Погружаясь в свое уныние, я больше не искала развлечений. А порой отправлялась в одиночестве в фэны, ищя встречи со своей соперницей. Так я объездила всю округу, а один раз даже наняла проводника, который доставил меня на лодке почти к самому логову проклятой саксонки. Я провела целый день, наблюдая за тем, кто посещает эти места.
Тауэр-Вейк оказался богатым поместьем на острове посреди озера со старой башней и множеством построек по берегам. А еще среди тех, кто в тот день прибыл в кремневую башню, я узнала своего пасынка Адама. Я и до этого слышала о привязанности сарацина к Гите, но мне не было до этого дела. Сейчас же, увидев мальчишку, направляющегося верхом на пони в Тауэр-Вейк, я разгневалась. Маленький предатель! При встречах со мной само добросердечие, а сам то и дело наведывается к Эдгаровой шлюхе.
А потом я встретила ее.
Это случилось в начале октября. В тот день я велела оседлать себе одну из белых арабских лошадей. Некогда Эдгар обещал подарить мне такую, однако получилось, что я взяла ее сама. А почему нет? Вон у саксонки была белая кобылица, отчего же и мне не подарить себе такую?

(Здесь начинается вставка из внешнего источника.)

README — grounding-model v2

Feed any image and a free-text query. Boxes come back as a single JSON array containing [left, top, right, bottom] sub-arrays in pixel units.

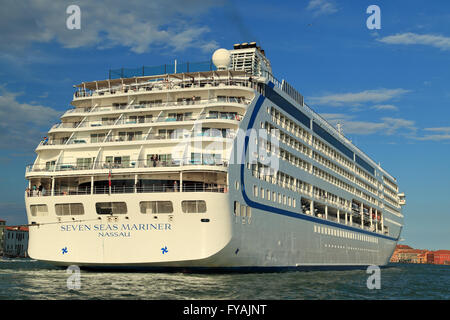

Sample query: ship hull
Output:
[[28, 193, 396, 271]]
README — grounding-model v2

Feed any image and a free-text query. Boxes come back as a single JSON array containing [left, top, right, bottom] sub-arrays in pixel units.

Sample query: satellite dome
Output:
[[212, 49, 231, 70]]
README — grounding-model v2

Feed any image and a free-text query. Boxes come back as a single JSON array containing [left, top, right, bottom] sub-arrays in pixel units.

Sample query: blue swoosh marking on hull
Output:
[[240, 82, 399, 241]]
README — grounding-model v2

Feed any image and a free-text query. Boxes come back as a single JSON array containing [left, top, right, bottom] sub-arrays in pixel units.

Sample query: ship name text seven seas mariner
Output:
[[59, 223, 172, 237]]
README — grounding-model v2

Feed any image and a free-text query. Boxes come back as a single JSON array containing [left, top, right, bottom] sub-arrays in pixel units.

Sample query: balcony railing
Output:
[[74, 79, 256, 99], [26, 184, 228, 197], [26, 156, 228, 173], [62, 97, 252, 116]]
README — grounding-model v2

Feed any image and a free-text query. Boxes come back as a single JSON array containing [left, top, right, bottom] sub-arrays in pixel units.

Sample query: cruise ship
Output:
[[25, 42, 405, 270]]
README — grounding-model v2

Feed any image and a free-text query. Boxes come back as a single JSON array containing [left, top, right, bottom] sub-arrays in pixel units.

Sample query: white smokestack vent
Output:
[[212, 49, 231, 70]]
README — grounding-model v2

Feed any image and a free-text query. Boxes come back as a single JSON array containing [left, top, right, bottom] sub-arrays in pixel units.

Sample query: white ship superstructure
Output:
[[25, 43, 405, 268]]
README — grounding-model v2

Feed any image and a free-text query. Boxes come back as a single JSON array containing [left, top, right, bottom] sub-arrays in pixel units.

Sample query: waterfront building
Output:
[[3, 226, 28, 258]]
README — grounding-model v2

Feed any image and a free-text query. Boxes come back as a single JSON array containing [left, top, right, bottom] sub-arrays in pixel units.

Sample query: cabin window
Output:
[[181, 200, 206, 213], [55, 203, 84, 216], [139, 201, 173, 214], [234, 201, 241, 217], [95, 202, 127, 214], [30, 204, 48, 217]]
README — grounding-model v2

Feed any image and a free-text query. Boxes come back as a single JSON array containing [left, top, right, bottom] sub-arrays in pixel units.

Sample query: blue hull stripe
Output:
[[240, 86, 398, 241]]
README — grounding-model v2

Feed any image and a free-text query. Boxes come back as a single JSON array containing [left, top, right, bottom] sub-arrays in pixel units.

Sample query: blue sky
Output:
[[0, 0, 450, 249]]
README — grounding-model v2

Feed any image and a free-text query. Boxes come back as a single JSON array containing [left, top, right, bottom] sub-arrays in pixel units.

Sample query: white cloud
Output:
[[424, 127, 450, 133], [321, 113, 417, 136], [306, 0, 338, 17], [372, 104, 398, 111], [310, 88, 410, 107], [0, 86, 62, 151], [377, 32, 450, 50], [416, 127, 450, 141], [0, 0, 222, 53]]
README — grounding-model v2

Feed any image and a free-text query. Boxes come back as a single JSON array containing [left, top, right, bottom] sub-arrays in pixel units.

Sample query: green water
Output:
[[0, 259, 450, 300]]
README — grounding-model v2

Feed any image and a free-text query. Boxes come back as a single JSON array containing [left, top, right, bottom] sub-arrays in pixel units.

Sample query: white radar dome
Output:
[[212, 49, 231, 70]]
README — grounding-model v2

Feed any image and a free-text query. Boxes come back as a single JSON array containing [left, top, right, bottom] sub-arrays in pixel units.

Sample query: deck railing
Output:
[[26, 156, 228, 173], [26, 184, 228, 197]]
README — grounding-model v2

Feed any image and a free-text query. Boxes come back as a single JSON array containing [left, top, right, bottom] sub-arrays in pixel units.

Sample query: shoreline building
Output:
[[390, 245, 450, 265], [3, 226, 28, 258]]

И вот я на прекрасной белой лошади выехала в фэны, двигаясь по знакомой тропе вдоль зарослей ивняка, мимо ручья. День был солнечный, ветер играл ветвями ив, раскачивал тростник. Сквозь этот шелест я услышала отдаленные голоса и смех и остановила свою лошадь, выжидая.
Наконец из-за излучины ручья появилась лодка. Ее направляла, отталкиваясь шестом, молодая женщина в завязанной на саксонский манер шали. Лодка была простая плоскодонка, и она легко ею правила. А на носу лодки спиной ко мне сидел мальчик. По знакомому темному затылку я сразу узнала Адама. Когда же лодка делала небольшой поворот, я заметила, что на коленях он держал маленького ребенка в венке из осенних цветов.